10  Toutefois, lors du traitement du dossier de réinstallation de la fonctionnaire, des erreurs ont été commises dans le calcul de l’indemnité de transfert, entraînant un trop-payé de 2 328,59 $. Brookfield avait versé à la fonctionnaire une indemnité correspondant à un mois de salaire plutôt que deux semaines de salaire. De plus, il avait employé aux fins du calcul le dernier échelon de l’échelle salariale au lieu de l’échelon applicable en principe à la fonctionnaire. En raison de ces erreurs, Brookfield a versé une somme de 5 440,00 $ à la fonctionnaire au lieu de la somme à laquelle elle avait réellement droit.

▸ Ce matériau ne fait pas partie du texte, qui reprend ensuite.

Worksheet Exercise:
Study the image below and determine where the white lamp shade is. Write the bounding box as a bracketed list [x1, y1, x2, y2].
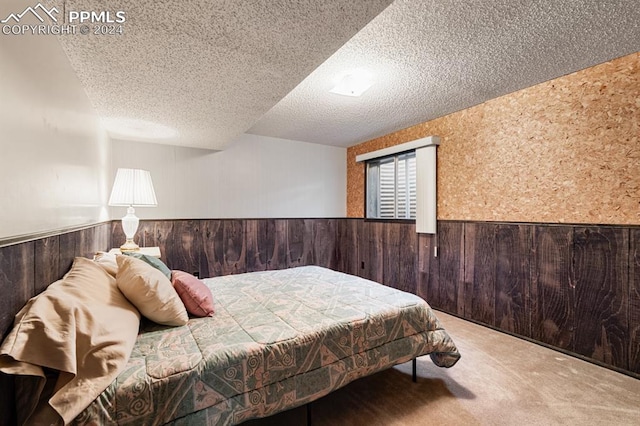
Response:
[108, 169, 157, 207]
[109, 168, 157, 252]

11 En octobre 2009, Brookfield a effectué une vérification du dossier de réinstallation de la fonctionnaire, dans le cadre de la procédure de fermeture du dossier. Le fournisseur de services s’est alors rendu compte que des erreurs avaient été commises dans le calcul de l’indemnité de transfert. Il a demandé à la fonctionnaire de lui rembourser le trop-payé, lui rappelant alors les dispositions du paragraphe 2.2.2.10 de la directive sur la réinstallation, lequel se lit comme suit :

2.2.2.10 S’il y a eu avance de fonds et que, au moment de clore le dossier, on établit que ces fonds n’auraient pas dû être fournis, l’employé restitue la totalité des fonds au tiers fournisseur de services dès qu’il reçoit un avis à cet égard.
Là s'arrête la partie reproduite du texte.